Matrix Element Regression with Deep Neural Networks -- breaking the CPU barrier

TL;DR

This paper explores using deep neural networks to approximate the Matrix Element Method integral, significantly reducing computational complexity and enabling practical application in collider physics analyses.

Contribution

It introduces a novel approach of employing DNN regression to emulate the MEM integral, addressing computational challenges in high-energy physics analyses.

Findings

DNNs can accurately approximate MEM integrals

Significant reduction in computation time achieved

Potential for enabling full-scale physics analyses

Abstract

The Matrix Element Method (MEM) is a powerful method to extract information from measured events at collider experiments.
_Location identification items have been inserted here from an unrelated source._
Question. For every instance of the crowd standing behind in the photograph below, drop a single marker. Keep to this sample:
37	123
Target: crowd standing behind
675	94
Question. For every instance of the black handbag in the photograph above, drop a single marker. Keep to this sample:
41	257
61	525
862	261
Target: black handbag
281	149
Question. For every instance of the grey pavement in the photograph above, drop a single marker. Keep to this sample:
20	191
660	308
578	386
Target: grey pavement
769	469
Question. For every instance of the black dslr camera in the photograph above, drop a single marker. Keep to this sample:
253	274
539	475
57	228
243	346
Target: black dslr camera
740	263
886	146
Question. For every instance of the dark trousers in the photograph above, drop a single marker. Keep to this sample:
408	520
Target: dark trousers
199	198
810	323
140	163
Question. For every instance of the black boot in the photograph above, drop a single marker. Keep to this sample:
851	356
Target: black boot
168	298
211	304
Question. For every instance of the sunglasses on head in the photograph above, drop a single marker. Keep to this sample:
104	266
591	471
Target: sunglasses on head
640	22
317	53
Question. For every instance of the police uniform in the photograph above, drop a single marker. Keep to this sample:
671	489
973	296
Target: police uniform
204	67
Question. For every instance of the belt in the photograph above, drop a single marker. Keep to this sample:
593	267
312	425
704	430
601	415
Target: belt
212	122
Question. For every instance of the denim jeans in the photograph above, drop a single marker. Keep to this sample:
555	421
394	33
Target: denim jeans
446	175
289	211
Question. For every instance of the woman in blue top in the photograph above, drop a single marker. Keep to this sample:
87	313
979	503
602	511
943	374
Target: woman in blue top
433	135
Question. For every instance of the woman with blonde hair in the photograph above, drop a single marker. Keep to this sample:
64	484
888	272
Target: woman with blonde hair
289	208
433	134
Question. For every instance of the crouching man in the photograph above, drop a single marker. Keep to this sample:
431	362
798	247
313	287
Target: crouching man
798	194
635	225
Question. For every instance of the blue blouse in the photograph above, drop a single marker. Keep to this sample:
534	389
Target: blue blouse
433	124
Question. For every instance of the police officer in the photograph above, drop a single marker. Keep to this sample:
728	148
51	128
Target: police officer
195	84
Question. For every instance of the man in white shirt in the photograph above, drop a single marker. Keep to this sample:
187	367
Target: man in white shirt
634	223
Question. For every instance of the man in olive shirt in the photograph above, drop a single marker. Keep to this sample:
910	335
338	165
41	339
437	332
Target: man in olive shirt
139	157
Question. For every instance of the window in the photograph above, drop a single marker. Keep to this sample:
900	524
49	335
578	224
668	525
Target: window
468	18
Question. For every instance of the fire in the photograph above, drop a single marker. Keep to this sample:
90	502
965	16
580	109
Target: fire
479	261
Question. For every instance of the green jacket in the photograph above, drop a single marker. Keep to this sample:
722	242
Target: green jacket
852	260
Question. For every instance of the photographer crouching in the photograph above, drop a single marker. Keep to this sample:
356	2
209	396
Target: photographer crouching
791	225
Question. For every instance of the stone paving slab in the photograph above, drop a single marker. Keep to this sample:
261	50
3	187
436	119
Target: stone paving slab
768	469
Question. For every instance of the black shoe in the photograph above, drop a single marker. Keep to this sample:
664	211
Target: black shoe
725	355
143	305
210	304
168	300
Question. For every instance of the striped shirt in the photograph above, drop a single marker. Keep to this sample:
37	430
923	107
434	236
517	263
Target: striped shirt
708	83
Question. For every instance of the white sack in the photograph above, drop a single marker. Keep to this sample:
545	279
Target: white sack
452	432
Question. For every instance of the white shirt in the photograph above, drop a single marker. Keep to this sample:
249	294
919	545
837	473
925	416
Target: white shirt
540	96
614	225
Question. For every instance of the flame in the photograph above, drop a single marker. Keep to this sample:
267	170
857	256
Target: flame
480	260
Compared to multivariate techniques built on large sets of experimental data, the MEM does not rely on an examples-based learning phase but directly exploits our knowledge of the physics processes. This comes at a price, both in term of complexity and computing time since the required multi-dimensional integral of a rapidly varying function needs to be evaluated for every event and physics process considered. This can be mitigated by optimizing the integration, as is done in the MoMEMta package, but the computing time remains a concern, and often makes the use of the MEM in full-scale analysis unpractical or impossible. We investigate in this paper the use of a Deep Neural Network (DNN) built by regression of the MEM integral as an ansatz for analysis, especially in the search for new physics.